We drilled our first Viking well about 2 years ago, and that was a fairly successful first test for us on our lands. And we're looking to wrap up actually the second well through all that in the Viking right now.
So you see a material amount of upside on our land base in the Viking and also on the Bluesky. We haven't actually drilled the Bluesky for a while, I think that goes back about 5 years to 2020.
We did inherit as part of the Repsol acquisition a Bluesky well that Repsol had drilled but we completed. And that turned out to be quite a good well.
So again, material upside in the Bluesky on our existing land position. So we are drilling the first Bluesky well currently and we have a couple more plans for the remainder of the year.
But should the results come in as expected in these 2 zones, we will be more aggressive with them in the future.
Jean-Paul H. Lachance
Okay.
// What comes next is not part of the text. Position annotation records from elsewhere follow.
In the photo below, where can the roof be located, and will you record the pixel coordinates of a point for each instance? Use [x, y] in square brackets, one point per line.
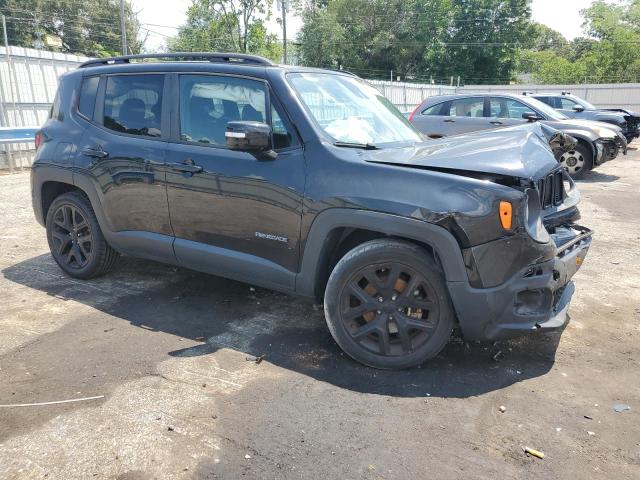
[192, 61]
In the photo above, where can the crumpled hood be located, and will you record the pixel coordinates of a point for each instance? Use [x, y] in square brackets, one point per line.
[520, 151]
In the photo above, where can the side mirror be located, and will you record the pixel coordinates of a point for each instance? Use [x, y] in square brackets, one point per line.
[250, 137]
[532, 116]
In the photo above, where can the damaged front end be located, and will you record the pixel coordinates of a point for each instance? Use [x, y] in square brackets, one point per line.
[524, 279]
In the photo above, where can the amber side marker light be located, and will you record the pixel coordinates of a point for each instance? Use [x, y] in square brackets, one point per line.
[506, 215]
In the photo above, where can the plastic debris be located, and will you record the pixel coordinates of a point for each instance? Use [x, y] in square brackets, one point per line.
[55, 402]
[621, 407]
[533, 452]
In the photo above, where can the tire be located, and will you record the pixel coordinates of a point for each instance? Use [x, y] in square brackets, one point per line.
[75, 239]
[390, 286]
[577, 162]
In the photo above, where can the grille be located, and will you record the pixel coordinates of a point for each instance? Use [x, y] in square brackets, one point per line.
[551, 189]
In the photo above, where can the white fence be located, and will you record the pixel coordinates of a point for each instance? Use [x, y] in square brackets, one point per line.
[407, 96]
[27, 90]
[606, 95]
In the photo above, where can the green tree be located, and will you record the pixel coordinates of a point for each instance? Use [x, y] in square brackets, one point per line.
[227, 25]
[87, 27]
[418, 39]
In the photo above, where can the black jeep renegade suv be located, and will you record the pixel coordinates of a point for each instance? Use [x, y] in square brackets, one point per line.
[309, 181]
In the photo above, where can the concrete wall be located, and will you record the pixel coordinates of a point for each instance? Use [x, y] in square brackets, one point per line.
[27, 90]
[606, 95]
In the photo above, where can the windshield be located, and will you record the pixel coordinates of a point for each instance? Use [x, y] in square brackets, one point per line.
[549, 112]
[350, 110]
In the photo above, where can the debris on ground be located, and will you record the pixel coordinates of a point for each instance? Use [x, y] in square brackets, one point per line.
[621, 407]
[533, 452]
[55, 402]
[252, 358]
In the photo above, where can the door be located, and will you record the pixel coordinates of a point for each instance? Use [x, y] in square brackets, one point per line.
[123, 152]
[233, 213]
[463, 115]
[506, 112]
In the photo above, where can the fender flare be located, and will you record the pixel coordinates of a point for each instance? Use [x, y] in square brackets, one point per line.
[41, 174]
[316, 245]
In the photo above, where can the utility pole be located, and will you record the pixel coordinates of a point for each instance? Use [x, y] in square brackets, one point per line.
[10, 72]
[284, 28]
[123, 30]
[13, 98]
[283, 5]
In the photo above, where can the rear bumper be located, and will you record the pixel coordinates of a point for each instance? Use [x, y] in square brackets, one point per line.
[536, 298]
Thanks, Mike.
I don't know if there's any more questions from the phone lines, Towanda?
Operator
[Operator Instructions] I'm showing no further questions in the queue.
Jean-Paul H. Lachance
Okay. Well, thanks for tuning in folks.
We'll see you on the next call in November.
Operator
Ladies and gentlemen, that concludes today's conference call. Thank you for your participation.
You may now disconnect. Everyone, have a wonderful day.